Specifically, this tutorial demonstrates how to implement the same model showcased in the
[PyTorch Quickstart tutorial](https://docs.pytorch.org/tutorials/beginner/basics/quickstart_tutorial.html)
as a BNN, while pointing to more advanced features to read up on in the documentation.

This tutorial also provides several block with optional, more detailed information, like
the one below. They aim to provide you with a basic understanding of why certain things
are required or how they work. If you just wish to get a trainable model feel free to
skip them and maybe come back later with more time.

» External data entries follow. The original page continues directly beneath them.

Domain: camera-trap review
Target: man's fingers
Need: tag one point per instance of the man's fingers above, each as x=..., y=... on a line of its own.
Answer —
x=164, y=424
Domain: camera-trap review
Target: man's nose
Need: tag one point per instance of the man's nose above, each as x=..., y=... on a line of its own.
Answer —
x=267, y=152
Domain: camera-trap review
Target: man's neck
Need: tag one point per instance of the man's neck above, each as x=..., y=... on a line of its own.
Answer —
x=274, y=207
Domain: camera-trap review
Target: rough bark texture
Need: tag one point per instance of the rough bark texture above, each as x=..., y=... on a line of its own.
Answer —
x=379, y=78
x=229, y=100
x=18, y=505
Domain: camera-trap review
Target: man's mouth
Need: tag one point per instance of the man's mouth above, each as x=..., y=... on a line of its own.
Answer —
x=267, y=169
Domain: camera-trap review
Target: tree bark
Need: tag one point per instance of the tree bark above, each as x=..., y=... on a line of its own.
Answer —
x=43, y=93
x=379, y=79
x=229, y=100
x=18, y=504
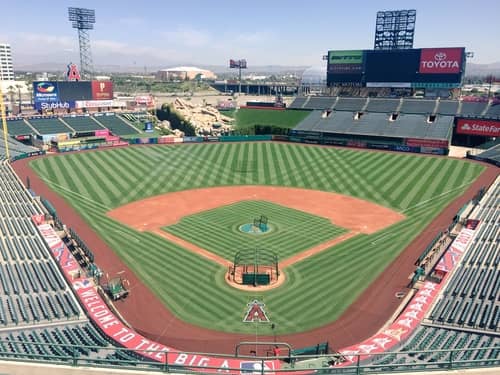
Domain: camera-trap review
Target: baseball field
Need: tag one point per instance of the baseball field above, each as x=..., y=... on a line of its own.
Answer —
x=318, y=287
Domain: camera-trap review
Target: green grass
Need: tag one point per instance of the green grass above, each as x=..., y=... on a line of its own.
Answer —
x=217, y=229
x=284, y=119
x=318, y=289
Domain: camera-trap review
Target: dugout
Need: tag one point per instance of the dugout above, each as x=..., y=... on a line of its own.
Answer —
x=255, y=267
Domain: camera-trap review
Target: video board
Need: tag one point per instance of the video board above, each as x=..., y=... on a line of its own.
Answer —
x=425, y=67
x=64, y=94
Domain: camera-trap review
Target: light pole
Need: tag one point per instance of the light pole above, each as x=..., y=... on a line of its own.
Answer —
x=19, y=95
x=256, y=320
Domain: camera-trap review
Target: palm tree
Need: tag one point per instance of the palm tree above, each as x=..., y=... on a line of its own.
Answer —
x=11, y=91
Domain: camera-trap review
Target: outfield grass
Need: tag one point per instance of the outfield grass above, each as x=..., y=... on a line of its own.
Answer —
x=291, y=231
x=318, y=289
x=246, y=117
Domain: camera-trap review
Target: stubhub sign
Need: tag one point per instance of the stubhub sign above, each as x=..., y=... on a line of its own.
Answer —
x=48, y=106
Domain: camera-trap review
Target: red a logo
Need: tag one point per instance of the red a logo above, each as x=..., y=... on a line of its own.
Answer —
x=256, y=313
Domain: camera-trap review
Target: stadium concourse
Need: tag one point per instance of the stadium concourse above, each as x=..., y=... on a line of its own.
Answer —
x=42, y=320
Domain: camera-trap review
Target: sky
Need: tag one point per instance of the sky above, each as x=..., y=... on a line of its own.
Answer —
x=196, y=32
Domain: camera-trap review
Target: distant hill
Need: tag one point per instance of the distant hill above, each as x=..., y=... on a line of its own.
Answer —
x=472, y=69
x=482, y=69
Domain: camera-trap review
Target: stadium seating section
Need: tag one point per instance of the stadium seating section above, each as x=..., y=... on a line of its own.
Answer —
x=50, y=125
x=82, y=123
x=116, y=124
x=405, y=105
x=425, y=346
x=472, y=295
x=378, y=124
x=15, y=148
x=19, y=127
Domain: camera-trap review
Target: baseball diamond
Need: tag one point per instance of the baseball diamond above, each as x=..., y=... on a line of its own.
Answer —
x=318, y=288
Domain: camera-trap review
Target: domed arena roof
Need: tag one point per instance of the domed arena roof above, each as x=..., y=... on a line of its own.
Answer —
x=314, y=75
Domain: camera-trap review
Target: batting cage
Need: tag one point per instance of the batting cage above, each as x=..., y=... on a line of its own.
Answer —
x=255, y=267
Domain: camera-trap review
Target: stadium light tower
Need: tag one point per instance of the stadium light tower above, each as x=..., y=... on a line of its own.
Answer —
x=83, y=20
x=395, y=29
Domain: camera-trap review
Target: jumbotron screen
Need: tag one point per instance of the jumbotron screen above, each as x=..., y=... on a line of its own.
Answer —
x=425, y=67
x=67, y=94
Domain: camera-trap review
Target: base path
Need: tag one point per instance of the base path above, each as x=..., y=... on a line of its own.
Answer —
x=146, y=313
x=348, y=212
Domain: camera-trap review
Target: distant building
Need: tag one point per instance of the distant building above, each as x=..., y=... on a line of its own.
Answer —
x=6, y=70
x=184, y=73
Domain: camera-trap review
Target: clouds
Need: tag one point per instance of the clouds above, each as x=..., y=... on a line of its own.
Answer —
x=180, y=45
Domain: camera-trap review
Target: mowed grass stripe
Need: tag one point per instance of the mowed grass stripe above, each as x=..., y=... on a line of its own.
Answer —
x=429, y=175
x=400, y=193
x=193, y=287
x=287, y=238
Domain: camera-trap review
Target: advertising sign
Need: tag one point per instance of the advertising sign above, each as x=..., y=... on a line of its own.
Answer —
x=45, y=91
x=416, y=142
x=345, y=57
x=102, y=90
x=51, y=105
x=345, y=62
x=144, y=100
x=74, y=90
x=441, y=60
x=485, y=128
x=93, y=103
x=389, y=84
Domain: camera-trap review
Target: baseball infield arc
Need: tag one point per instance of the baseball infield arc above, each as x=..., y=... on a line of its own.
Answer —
x=356, y=215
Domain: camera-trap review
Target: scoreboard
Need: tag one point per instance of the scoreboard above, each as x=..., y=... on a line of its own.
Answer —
x=424, y=67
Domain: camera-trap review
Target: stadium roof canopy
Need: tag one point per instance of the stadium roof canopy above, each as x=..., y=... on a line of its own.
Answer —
x=183, y=69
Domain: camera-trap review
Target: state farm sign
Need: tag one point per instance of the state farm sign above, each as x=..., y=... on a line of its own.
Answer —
x=440, y=60
x=478, y=127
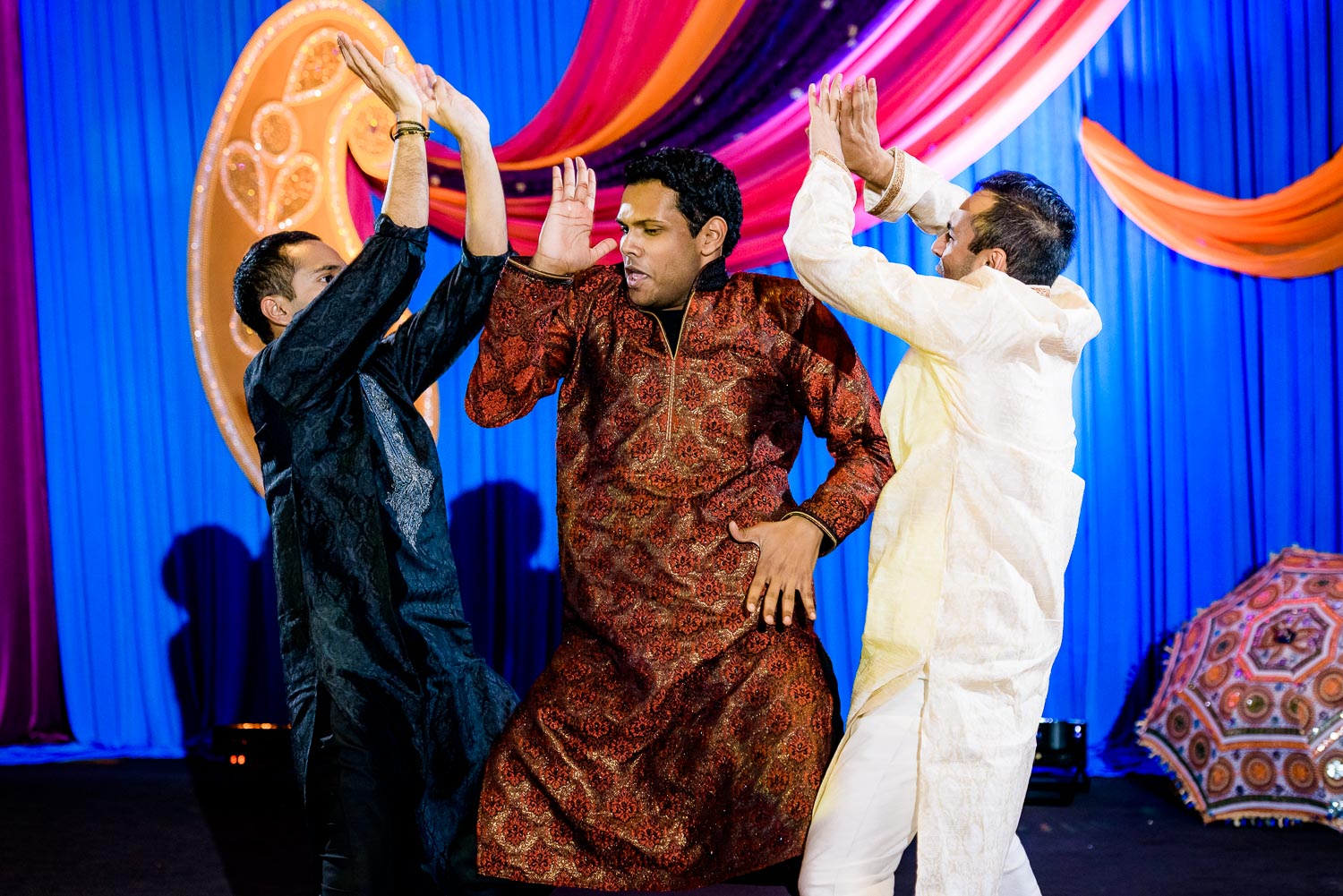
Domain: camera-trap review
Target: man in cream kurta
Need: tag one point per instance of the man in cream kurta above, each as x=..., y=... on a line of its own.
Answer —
x=971, y=538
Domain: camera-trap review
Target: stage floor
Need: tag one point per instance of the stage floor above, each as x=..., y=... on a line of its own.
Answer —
x=196, y=829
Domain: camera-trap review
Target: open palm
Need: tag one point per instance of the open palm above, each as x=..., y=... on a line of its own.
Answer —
x=449, y=107
x=566, y=242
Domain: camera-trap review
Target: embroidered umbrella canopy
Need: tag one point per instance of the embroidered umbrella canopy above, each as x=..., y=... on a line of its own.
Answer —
x=1249, y=716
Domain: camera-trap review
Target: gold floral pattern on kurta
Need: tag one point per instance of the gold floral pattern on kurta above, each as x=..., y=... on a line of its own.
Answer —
x=671, y=742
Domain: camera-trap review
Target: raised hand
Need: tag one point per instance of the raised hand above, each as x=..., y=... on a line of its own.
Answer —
x=789, y=551
x=824, y=129
x=859, y=137
x=449, y=107
x=566, y=242
x=389, y=83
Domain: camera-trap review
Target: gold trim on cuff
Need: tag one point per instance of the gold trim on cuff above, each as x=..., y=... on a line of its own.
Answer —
x=822, y=153
x=892, y=191
x=825, y=530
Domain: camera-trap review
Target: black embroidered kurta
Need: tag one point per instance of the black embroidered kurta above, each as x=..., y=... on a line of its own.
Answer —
x=669, y=743
x=370, y=611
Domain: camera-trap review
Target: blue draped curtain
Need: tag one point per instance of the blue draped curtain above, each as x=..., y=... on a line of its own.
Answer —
x=1208, y=410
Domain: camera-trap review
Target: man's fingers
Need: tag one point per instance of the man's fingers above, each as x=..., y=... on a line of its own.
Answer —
x=770, y=603
x=580, y=180
x=808, y=598
x=757, y=592
x=569, y=177
x=593, y=191
x=789, y=598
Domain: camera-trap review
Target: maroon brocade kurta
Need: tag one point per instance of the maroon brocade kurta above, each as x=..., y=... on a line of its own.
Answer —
x=669, y=742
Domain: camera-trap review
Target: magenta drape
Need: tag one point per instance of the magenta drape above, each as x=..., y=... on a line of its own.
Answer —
x=31, y=696
x=955, y=80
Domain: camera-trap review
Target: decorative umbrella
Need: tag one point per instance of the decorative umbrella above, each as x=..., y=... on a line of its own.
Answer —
x=1249, y=716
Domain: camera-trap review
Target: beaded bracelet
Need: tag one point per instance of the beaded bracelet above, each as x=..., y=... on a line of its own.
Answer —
x=405, y=126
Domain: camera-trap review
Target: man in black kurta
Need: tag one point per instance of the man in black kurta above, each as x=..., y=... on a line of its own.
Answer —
x=392, y=711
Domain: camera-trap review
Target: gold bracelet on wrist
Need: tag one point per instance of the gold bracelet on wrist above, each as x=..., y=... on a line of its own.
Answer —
x=403, y=128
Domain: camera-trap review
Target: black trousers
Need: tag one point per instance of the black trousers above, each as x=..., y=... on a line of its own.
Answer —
x=364, y=790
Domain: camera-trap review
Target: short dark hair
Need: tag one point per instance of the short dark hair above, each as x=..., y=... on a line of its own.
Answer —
x=266, y=270
x=704, y=187
x=1031, y=222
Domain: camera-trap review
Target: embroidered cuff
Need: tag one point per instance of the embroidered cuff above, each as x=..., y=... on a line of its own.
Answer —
x=892, y=191
x=483, y=263
x=389, y=228
x=822, y=153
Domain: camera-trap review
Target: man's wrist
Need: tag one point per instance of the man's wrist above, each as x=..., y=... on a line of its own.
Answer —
x=475, y=142
x=876, y=169
x=548, y=266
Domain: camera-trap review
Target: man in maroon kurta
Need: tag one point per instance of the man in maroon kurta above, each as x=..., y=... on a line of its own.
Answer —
x=674, y=739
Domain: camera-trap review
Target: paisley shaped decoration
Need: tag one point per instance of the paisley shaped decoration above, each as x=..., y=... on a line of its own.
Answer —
x=276, y=158
x=367, y=128
x=295, y=192
x=244, y=183
x=276, y=133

> **Variational Inference**
>
> `torch_blue.vi` implements BNNs via a variational inference method often know as
> Bayes-by-backprop. Fundamentally, it describes the weights as distributions by
> representing the distribution of each weight with the parameters of an assumed
> distribution type. More simply put and for the most common usage, each weight is
> described by the mean and standard deviation (std) of a Gaussian distribution. When
> making a forward pass a sample from each weight distribution, which are used as
> weights for that single forward pass. To obtain an output distribution this forward
> pass is run several times with different samples. Training the model means training
> all these means and stds.

This tutorial uses type hinting, so a couple extra imports are needed. Finally, we also
import `torch_blue.vi`, which takes a very similar role to `torch.nn` but for BNN layers.

In [None]:
from typing import Callable

import torch
from torch import Tensor, nn
from torch.utils.data import DataLoader
from torchvision import datasets
from torchvision.transforms import ToTensor

from torch_blue import vi

Setting up datasets is completely unchanged from PyTorch.

In [None]:
# Download training data from open datasets.
training_data = datasets.FashionMNIST(
    root="data",
    train=True,
    download=True,
    transform=ToTensor(),
)

# Download test data from open datasets.
test_data = datasets.FashionMNIST(
    root="data",
    train=False,
    download=True,
    transform=ToTensor(),
)

Creating a dataloader also remains the same.

In [None]:
batch_size = 64

# Create data loaders.
train_dataloader = DataLoader(training_data, batch_size=batch_size)
test_dataloader = DataLoader(test_data, batch_size=batch_size)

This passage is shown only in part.